Alexander’s disease is one of many leukodystrophies, that is, diseases that affect the white matter of the central nervous system. Leukodystrophies are characterised by defects in the synthesis and maintenance of myelin, the modified plasma membrane produced by oligodendrocytes (in the central nervous system) which protects and insulates the nerve fibres. Alexander’s disease generally presents at a young age, but juvenile and adult variants exist (6, 7). The prevalence is unknown but fewer than 550 cases of the disease have been reported (7).

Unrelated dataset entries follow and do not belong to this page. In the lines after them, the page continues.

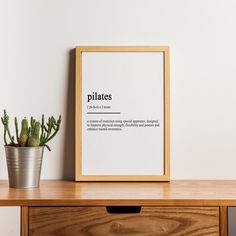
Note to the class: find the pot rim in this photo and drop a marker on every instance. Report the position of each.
(13, 147)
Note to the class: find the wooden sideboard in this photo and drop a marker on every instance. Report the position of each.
(122, 208)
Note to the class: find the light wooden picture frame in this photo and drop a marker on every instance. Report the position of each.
(105, 77)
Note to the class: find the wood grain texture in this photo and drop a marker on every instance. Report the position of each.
(95, 221)
(24, 221)
(78, 152)
(68, 193)
(224, 221)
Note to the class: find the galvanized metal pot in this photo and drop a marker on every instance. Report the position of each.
(24, 166)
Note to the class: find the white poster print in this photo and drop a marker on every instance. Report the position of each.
(122, 113)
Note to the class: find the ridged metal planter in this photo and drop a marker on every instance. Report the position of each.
(24, 166)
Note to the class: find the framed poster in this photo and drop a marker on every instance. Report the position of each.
(122, 113)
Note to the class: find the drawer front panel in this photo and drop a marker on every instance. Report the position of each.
(97, 221)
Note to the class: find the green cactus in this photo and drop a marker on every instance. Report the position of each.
(24, 134)
(5, 122)
(33, 134)
(34, 139)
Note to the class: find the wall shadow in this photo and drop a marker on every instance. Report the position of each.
(69, 139)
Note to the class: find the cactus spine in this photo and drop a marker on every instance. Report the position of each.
(24, 134)
(34, 140)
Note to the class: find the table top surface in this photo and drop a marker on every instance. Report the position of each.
(178, 192)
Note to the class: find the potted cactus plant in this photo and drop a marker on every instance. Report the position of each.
(24, 151)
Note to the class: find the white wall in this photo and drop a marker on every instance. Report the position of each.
(36, 71)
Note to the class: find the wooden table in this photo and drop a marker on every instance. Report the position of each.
(124, 208)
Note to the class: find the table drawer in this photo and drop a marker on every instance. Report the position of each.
(130, 221)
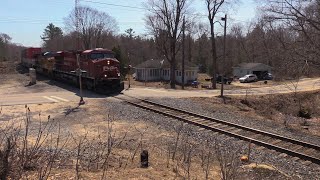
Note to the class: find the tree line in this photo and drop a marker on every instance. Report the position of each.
(284, 35)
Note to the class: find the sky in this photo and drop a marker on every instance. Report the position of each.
(25, 21)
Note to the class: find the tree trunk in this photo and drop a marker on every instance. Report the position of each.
(214, 57)
(172, 74)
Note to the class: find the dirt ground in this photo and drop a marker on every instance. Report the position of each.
(87, 122)
(94, 121)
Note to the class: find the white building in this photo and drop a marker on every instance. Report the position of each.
(258, 69)
(159, 70)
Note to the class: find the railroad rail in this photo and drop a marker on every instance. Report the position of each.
(287, 146)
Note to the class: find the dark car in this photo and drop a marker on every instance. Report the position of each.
(267, 76)
(225, 80)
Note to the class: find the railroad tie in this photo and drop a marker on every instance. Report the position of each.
(276, 141)
(282, 155)
(306, 163)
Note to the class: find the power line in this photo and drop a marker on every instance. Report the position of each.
(116, 5)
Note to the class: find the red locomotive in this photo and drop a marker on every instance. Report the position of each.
(100, 71)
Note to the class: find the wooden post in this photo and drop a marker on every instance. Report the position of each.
(144, 158)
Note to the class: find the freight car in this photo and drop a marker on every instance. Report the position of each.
(100, 71)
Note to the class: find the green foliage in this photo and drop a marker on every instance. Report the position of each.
(51, 32)
(304, 113)
(122, 59)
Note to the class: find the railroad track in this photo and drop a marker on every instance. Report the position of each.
(308, 152)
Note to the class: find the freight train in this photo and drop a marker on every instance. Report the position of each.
(100, 70)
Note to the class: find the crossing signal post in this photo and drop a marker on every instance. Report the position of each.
(81, 102)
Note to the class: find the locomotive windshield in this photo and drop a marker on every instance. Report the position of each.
(101, 55)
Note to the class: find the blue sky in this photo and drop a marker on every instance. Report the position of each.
(25, 20)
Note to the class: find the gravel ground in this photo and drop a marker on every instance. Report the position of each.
(295, 169)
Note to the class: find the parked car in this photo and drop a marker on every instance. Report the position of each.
(195, 84)
(248, 78)
(225, 80)
(267, 76)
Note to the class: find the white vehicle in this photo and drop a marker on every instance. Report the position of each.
(248, 78)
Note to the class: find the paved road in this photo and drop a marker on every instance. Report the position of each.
(60, 94)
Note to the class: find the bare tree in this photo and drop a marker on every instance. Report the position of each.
(165, 23)
(92, 24)
(213, 7)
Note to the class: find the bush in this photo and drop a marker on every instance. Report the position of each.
(303, 113)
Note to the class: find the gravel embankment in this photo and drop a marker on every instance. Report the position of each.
(293, 168)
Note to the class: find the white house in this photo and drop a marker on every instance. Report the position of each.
(258, 69)
(159, 70)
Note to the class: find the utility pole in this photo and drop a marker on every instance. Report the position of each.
(76, 11)
(224, 52)
(183, 55)
(129, 70)
(81, 102)
(80, 79)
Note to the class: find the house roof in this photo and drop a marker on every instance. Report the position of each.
(162, 63)
(251, 65)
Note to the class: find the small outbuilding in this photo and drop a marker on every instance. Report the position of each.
(159, 70)
(258, 69)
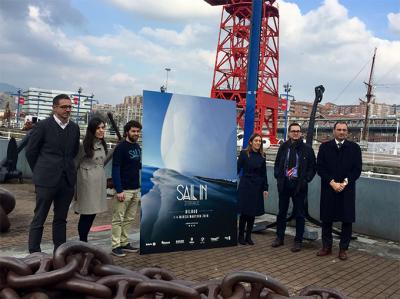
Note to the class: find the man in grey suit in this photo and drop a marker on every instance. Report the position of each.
(50, 152)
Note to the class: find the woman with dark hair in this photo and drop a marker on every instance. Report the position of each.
(253, 186)
(91, 191)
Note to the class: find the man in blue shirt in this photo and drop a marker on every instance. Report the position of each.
(126, 167)
(294, 168)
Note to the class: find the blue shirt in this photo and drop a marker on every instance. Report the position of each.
(127, 162)
(294, 174)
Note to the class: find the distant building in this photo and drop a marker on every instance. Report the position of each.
(39, 103)
(130, 109)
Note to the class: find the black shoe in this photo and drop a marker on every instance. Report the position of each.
(296, 247)
(277, 242)
(129, 248)
(249, 241)
(241, 240)
(118, 252)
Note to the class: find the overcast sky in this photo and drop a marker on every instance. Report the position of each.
(115, 48)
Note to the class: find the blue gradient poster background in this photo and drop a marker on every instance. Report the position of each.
(189, 173)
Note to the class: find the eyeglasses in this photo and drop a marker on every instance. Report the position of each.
(65, 107)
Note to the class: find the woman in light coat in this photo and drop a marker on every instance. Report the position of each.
(91, 194)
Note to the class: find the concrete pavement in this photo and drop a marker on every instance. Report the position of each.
(372, 270)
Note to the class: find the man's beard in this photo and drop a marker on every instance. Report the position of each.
(132, 139)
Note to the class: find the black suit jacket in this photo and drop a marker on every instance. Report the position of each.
(306, 170)
(51, 151)
(337, 164)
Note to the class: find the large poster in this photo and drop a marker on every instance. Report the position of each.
(189, 173)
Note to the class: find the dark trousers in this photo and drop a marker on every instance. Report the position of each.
(61, 197)
(84, 225)
(289, 191)
(246, 223)
(345, 236)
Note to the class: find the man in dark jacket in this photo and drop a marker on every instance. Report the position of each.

The disease is caused by a mutation in the gene that encodes GFAP, an intermediate filament protein found in mature astrocytes that is rapidly synthesised in response to injury and reactive astrogliosis. The mutations disrupt dimerisation of the GFAP protein, which leads to collapse of the cytoskeleton and abnormal protein aggregation (8, 9).
Alexander’s disease can be familial or sporadic. The familial form is autosomal dominant, which means that the mutation is inherited from one parent and each child has a 50 % risk of the disease. The sporadic form is caused by a new-onset (de novo) mutation, with no other cases in the family. Juvenile and infantile forms are assumed to result largely from spontaneous mutations, as patients often are unable to have children. The adult form can be the result of a sporadic mutation, but familial forms have also been reported (1, 10, 11).
Our patient had neither parents, children nor other relatives with the disease, and it is therefore reasonable to assume that she has the sporadic form due to a de novo mutation. Establishing this with certainty would entail showing that the patient’s parents do not possess the mutation, but this was impossible in our case unfortunately as they were no longer alive.
Patients with late-onset Alexander’s disease have a varied clinical profile, which may include brainstem dysfunction (dysphagia, dysphonia, dysarthria), pyramidal signs (spasticity, hyperreflexia, inverted plantar reflex), cerebellar symptoms (ataxia, nystagmus, dysmetria), autonomic dysfunction, sleep apnoea, gait abnormalities, hemiparesis/hemiplegia, possibly quadriparesis/quadriplegia, seizures and/or diplopia (7).
MRI characteristics vary with age of onset. Adults typically show marked atrophy of infratentorial structures, most commonly the medulla oblongata, but also other parts of the brainstem, cerebellum and cervical spinal cord (12, 13). MRI signal changes can precede clinical symptoms (14). Alexander’s disease is diagnosed clinically and radiologically, while genetic testing can confirm the diagnosis. There is no active treatment but symptomatic treatment is important (7).
Our patient has been monitored by the neurology department for 20 years and has shown only slowly progressive motor symptoms in the form of spastic hemiparesis. Her initial clinical symptoms were non-specific and there were numerous differential diagnoses: neoplasia, inflammation/infection, neurodegenerative disorders such as motor neuron disease, and a large and heterogeneous group of hereditary diseases, including hereditary spastic paraplegia and leukodystrophies. MRI data were the deciding factor in this patient’s diagnosis. Bilateral elongated lesions that selectively affect specific tracts in the brainstem/spinal cord strongly suggest a hereditary, metabolic or degenerative disorder.
Hereditary leukodystrophies usually present in childhood and are generally diagnosed by neuropaediatricians. However, there are also several variants with adult onset. These patients can be difficult to diagnose as they often deviate from «textbook descriptions» and have atypical symptoms and signs. Other examples are adult-onset variants of metachromatic leukodystrophy, Krabbe’s disease and adrenoleukodystrophy. It is also important to consider these differential diagnoses in adult patients with white matter disease of unknown aetiology, in whom more common causes such as multiple sclerosis or chronic cerebral ischaemia have been excluded.